Monday, March 31, 2003

By Applelinks Contributing Editor Charles W. Moore

I guess I can say that I’m pretty much switched to OS X now. Over the past three weeks, I’ve spent a cumulative two days in OS 9 on my production machines. I still love the speed and better pointing device accuracy/responsiveness in the Classic MacOS, and I find it useful to boot into OS 9 for certain disk maintenance and housekeeping chores from time to time, but by and large, I now prefer working in OS X.

That said, I wouldn’t want to be locked out of OS 9 for the foreseeable future, for reasons I just mentioned, and for occasional program compatibility issues. I had been under the impression that Apple was gradually phasing out dual-booting as it introduced new models.
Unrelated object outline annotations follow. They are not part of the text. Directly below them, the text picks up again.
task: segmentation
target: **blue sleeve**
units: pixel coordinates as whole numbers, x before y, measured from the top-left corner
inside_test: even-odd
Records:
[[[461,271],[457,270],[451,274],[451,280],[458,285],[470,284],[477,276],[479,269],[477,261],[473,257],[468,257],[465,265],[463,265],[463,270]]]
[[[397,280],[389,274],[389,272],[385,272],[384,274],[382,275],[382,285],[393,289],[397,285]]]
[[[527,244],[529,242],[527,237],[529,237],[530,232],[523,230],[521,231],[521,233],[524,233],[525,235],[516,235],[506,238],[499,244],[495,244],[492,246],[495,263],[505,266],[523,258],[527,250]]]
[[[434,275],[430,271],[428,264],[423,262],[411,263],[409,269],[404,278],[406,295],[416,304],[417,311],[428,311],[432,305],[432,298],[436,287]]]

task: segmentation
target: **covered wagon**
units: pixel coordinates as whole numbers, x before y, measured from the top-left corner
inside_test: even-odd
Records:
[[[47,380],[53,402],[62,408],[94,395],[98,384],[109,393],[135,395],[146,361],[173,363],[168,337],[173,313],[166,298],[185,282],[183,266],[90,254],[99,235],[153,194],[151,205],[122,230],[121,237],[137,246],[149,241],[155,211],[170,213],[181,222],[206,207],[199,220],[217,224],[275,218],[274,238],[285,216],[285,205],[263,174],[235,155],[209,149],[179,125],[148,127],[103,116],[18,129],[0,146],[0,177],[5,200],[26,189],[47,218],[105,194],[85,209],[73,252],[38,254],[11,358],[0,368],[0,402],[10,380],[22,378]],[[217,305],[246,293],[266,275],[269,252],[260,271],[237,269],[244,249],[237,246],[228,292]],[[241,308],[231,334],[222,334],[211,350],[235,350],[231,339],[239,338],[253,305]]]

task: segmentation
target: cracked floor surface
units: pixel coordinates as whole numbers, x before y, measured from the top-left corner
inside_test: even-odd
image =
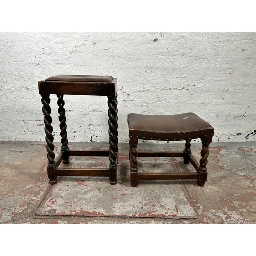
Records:
[[[72,143],[70,146],[107,147],[106,143]],[[118,172],[129,172],[129,145],[120,143]],[[144,150],[182,150],[184,144],[139,143]],[[195,156],[201,145],[192,143]],[[56,143],[56,152],[60,144]],[[38,216],[34,212],[51,185],[46,173],[44,142],[0,142],[0,223],[256,223],[256,143],[215,143],[210,146],[208,176],[204,187],[184,181],[197,218],[109,216]],[[140,161],[140,160],[139,160]],[[122,163],[125,162],[125,164]],[[152,159],[152,166],[155,160]],[[157,190],[157,183],[153,184]],[[131,189],[133,188],[131,187]]]

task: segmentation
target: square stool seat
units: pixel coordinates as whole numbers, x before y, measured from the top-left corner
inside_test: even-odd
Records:
[[[45,81],[63,82],[111,82],[113,78],[110,76],[89,76],[84,75],[58,75],[47,78]]]
[[[47,174],[50,183],[55,183],[57,176],[104,176],[109,177],[110,184],[115,185],[117,182],[118,158],[117,79],[110,76],[58,75],[39,81],[38,88],[43,104],[42,112],[44,115],[44,122],[48,160]],[[51,125],[52,119],[50,106],[51,94],[56,94],[58,98],[58,112],[59,114],[59,127],[61,130],[61,151],[56,159],[52,135],[53,129]],[[108,97],[109,143],[108,151],[69,148],[68,146],[64,95],[105,96]],[[68,168],[66,166],[60,167],[61,162],[64,164],[69,163],[70,156],[109,157],[109,168],[93,169]]]
[[[169,115],[128,114],[129,160],[131,184],[135,187],[142,180],[197,179],[199,186],[204,185],[207,180],[206,165],[208,146],[212,140],[214,128],[194,113]],[[191,151],[191,141],[200,138],[203,145],[200,163]],[[138,140],[177,141],[184,140],[183,151],[171,152],[137,152]],[[185,164],[191,163],[196,172],[191,173],[139,173],[137,157],[182,157]]]

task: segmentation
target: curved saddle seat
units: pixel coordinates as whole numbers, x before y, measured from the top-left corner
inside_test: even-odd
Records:
[[[145,140],[184,140],[212,136],[213,127],[194,113],[169,115],[128,114],[129,137]]]

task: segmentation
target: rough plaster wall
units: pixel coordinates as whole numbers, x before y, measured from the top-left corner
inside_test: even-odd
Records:
[[[61,74],[118,79],[119,140],[127,115],[193,112],[214,142],[256,138],[256,32],[0,33],[0,140],[45,139],[38,81]],[[106,98],[65,96],[69,141],[107,141]],[[51,106],[59,141],[56,95]]]

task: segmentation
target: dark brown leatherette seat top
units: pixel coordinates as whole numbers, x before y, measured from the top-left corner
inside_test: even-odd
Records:
[[[128,115],[129,137],[178,141],[212,136],[213,127],[193,113],[170,115]]]

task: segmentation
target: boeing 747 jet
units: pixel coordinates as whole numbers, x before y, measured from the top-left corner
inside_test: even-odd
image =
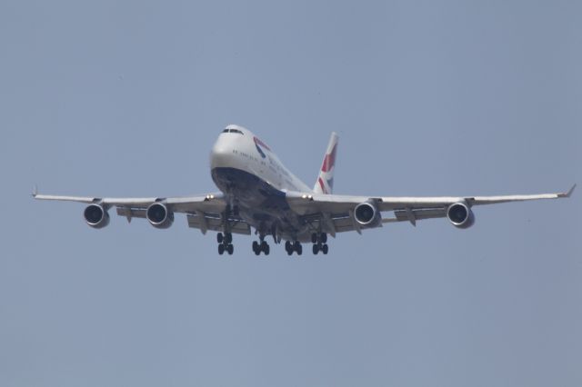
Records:
[[[233,233],[257,236],[253,252],[268,255],[267,236],[285,250],[301,255],[302,243],[311,243],[314,254],[328,252],[327,235],[381,227],[392,222],[447,218],[455,226],[473,225],[473,207],[506,202],[569,197],[567,193],[508,196],[390,197],[332,194],[337,154],[337,135],[331,134],[319,175],[313,188],[296,177],[271,148],[251,131],[228,125],[210,154],[212,179],[220,192],[188,197],[107,198],[39,194],[41,200],[86,204],[88,225],[100,229],[109,223],[109,210],[130,222],[146,218],[154,227],[172,225],[176,213],[184,213],[188,226],[206,234],[216,232],[218,253],[232,254]]]

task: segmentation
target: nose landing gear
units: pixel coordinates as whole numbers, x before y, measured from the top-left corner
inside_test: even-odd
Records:
[[[314,233],[311,234],[311,242],[313,243],[313,253],[317,255],[319,252],[324,255],[327,254],[329,247],[327,247],[327,234],[326,233]]]
[[[233,234],[230,233],[218,233],[216,234],[216,242],[218,243],[218,253],[220,255],[224,254],[225,252],[228,253],[228,255],[232,255],[235,252],[235,246],[233,246]]]

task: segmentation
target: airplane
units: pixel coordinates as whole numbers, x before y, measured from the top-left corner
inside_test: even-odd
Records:
[[[256,255],[268,255],[266,237],[276,244],[285,241],[288,255],[301,255],[302,243],[311,243],[314,254],[327,254],[327,235],[381,227],[393,222],[447,218],[457,228],[475,223],[476,205],[569,197],[567,192],[506,196],[390,197],[333,194],[338,136],[331,134],[317,179],[308,187],[279,161],[271,148],[243,126],[227,125],[210,154],[212,179],[220,192],[186,197],[107,198],[39,194],[38,200],[78,202],[87,204],[84,217],[95,229],[109,223],[108,211],[116,208],[128,222],[145,218],[154,227],[166,229],[175,213],[185,213],[189,227],[203,234],[216,232],[218,253],[234,252],[233,233],[250,235]],[[383,215],[383,213],[389,216]]]

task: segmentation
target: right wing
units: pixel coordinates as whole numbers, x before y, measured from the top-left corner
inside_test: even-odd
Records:
[[[372,203],[380,213],[393,212],[394,216],[383,216],[381,223],[376,226],[406,221],[416,225],[417,220],[447,216],[447,209],[455,203],[466,203],[470,208],[482,204],[559,199],[569,197],[575,188],[576,184],[566,193],[557,194],[436,197],[349,196],[289,192],[286,193],[286,200],[291,209],[301,214],[307,223],[312,224],[314,232],[323,230],[335,235],[336,233],[347,231],[361,233],[361,230],[366,228],[358,223],[354,215],[356,207],[364,203]]]
[[[229,214],[225,219],[226,202],[222,194],[209,194],[204,196],[168,197],[168,198],[99,198],[91,196],[62,196],[39,194],[36,192],[33,197],[37,200],[55,200],[63,202],[76,202],[85,204],[97,204],[105,211],[111,207],[116,208],[120,216],[125,216],[128,222],[133,218],[146,218],[147,208],[155,203],[164,204],[172,213],[185,213],[188,226],[200,229],[203,233],[208,230],[225,231],[225,224],[229,225],[229,231],[235,233],[250,234],[250,226],[240,217]]]

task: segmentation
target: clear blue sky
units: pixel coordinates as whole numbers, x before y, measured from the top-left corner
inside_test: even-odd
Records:
[[[0,3],[0,385],[580,386],[582,192],[218,257],[46,194],[216,188],[236,123],[336,192],[582,182],[582,4]],[[280,247],[280,246],[279,246]]]

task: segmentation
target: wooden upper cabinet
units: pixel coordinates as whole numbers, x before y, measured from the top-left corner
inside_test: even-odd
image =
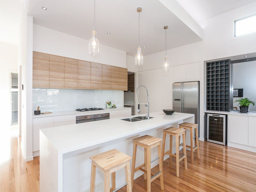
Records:
[[[111,89],[114,90],[119,90],[120,88],[120,67],[112,66],[111,67]]]
[[[65,58],[50,55],[50,88],[64,88]]]
[[[78,60],[78,89],[91,89],[91,62]]]
[[[126,68],[120,68],[119,69],[120,90],[127,90],[128,71]]]
[[[33,87],[49,88],[49,54],[33,52]]]
[[[65,88],[77,88],[77,60],[65,57]]]
[[[102,89],[111,89],[111,70],[110,65],[102,65]]]
[[[91,88],[102,89],[102,64],[91,64]]]

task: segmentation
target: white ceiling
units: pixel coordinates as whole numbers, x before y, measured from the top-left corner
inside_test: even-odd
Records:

Their Knowledge Base article (86209 ) on the topic seems to indicate that, stating:

In 2002-09, Apple announced that starting in 2003-01 new Macintosh computers would only start up into Mac OS X, while retaining the ability to use most Mac OS 9 applications in Mac OS X’s “Classic” environment.

These Macintosh computers only start up in Mac OS X:
• PowerBook G4 (12-inch)
• PowerBook G4 (17-inch)
• Power Mac G4 (FW 800)
• iMac (Flat Panel) with serial numbers of xx303xxxxxx or later
• iMac (17-inch 1 GHz)

Nary a mention of the iBook in that list.
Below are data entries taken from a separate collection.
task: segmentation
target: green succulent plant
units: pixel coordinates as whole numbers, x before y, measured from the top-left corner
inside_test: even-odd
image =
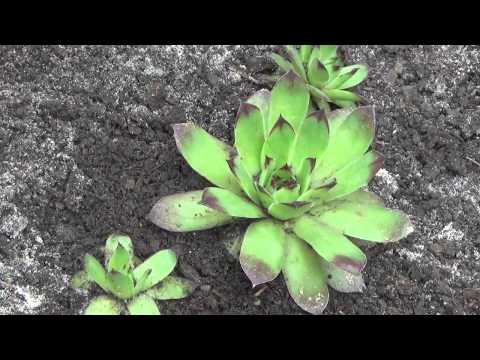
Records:
[[[327,285],[362,291],[366,256],[350,238],[392,242],[408,217],[361,189],[383,157],[369,150],[371,106],[310,112],[309,87],[288,71],[241,104],[230,146],[193,123],[173,125],[187,163],[215,186],[161,198],[147,218],[174,232],[251,219],[239,260],[253,286],[281,272],[294,301],[319,314]]]
[[[177,264],[175,253],[160,250],[142,262],[133,253],[130,237],[111,235],[106,242],[105,268],[92,255],[85,255],[84,270],[71,281],[75,289],[97,284],[109,296],[94,298],[85,315],[160,315],[155,300],[182,299],[193,290],[192,282],[169,275]]]
[[[345,66],[337,45],[301,45],[299,50],[287,45],[286,50],[290,61],[275,53],[272,59],[281,71],[295,71],[307,83],[319,109],[330,110],[329,103],[351,107],[361,100],[351,89],[367,77],[368,69],[361,64]]]

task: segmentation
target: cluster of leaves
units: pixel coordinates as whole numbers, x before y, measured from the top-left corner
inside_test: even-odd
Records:
[[[300,60],[318,64],[320,57],[338,77],[325,49],[303,48]],[[316,71],[310,78],[317,79]],[[405,214],[362,189],[383,164],[369,150],[373,107],[312,111],[312,86],[297,72],[288,70],[271,92],[261,90],[240,106],[233,147],[193,123],[174,125],[180,153],[215,186],[163,197],[148,218],[176,232],[254,219],[239,257],[253,286],[283,273],[295,302],[319,314],[328,302],[327,285],[363,289],[367,259],[350,238],[392,242],[413,228]]]
[[[85,315],[160,315],[155,300],[181,299],[194,289],[183,278],[169,275],[177,263],[172,250],[161,250],[142,262],[133,253],[131,239],[111,235],[106,242],[105,268],[93,256],[84,258],[84,270],[72,279],[74,288],[90,288],[97,284],[111,296],[94,298]]]
[[[288,45],[286,51],[290,61],[278,54],[271,57],[281,71],[294,71],[307,83],[319,109],[330,110],[329,103],[350,107],[361,100],[349,90],[367,77],[368,69],[361,64],[345,66],[337,45],[301,45],[300,50]]]

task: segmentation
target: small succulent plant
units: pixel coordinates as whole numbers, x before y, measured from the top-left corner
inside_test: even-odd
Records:
[[[290,70],[306,83],[312,99],[319,109],[330,110],[329,103],[344,108],[360,101],[351,88],[360,84],[368,74],[365,65],[345,66],[338,55],[337,45],[301,45],[300,51],[287,45],[289,60],[271,54],[283,72]]]
[[[106,242],[105,268],[93,256],[84,258],[84,270],[72,278],[72,287],[88,289],[96,283],[111,296],[98,296],[85,315],[160,315],[155,300],[181,299],[194,289],[183,278],[170,276],[177,257],[172,250],[160,250],[142,262],[133,253],[130,237],[111,235]]]
[[[240,247],[253,286],[281,272],[294,301],[319,314],[327,285],[362,291],[366,256],[349,238],[392,242],[412,230],[408,217],[361,189],[383,157],[369,147],[371,106],[310,112],[307,84],[288,71],[272,91],[241,104],[234,147],[193,123],[173,125],[187,163],[214,187],[161,198],[147,218],[174,232],[254,220]]]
However, a Road Warrior MailBag reader informed me over the weekend that he had purchased a new 800 MHz, 14-inch iBook on the assumption that it would still boot into OS 9, but it wouldn’t. He contacted Apple and was told that the firmware was changed on all iBooks on 05JAN03 and they will no longer boot natively from OS 9.

Inability to boot into OS 9 was unsatisfactory to the reader, and he persuaded PC Connection to take the iBook back and refund his money. He will now purchase a refurbished pre-January, 2003, iBook instead.

If dual-booting has indeed been terminated on the iBooks, and it appears that it has, Apple should at least notify prospective purchasers by including the iBook in its list of non dual-boot supporting models.

The reason I bought my 700 MHz iBook when I did, between Christmas and year-end 2002, was largely anticipation of a firmware block. I continue to maintain an arbitrarily terminating dual-booting on models that heretofore supported it is a stupid and counterproductive policy -- deliberately downgrading functionality to no one’s benefit.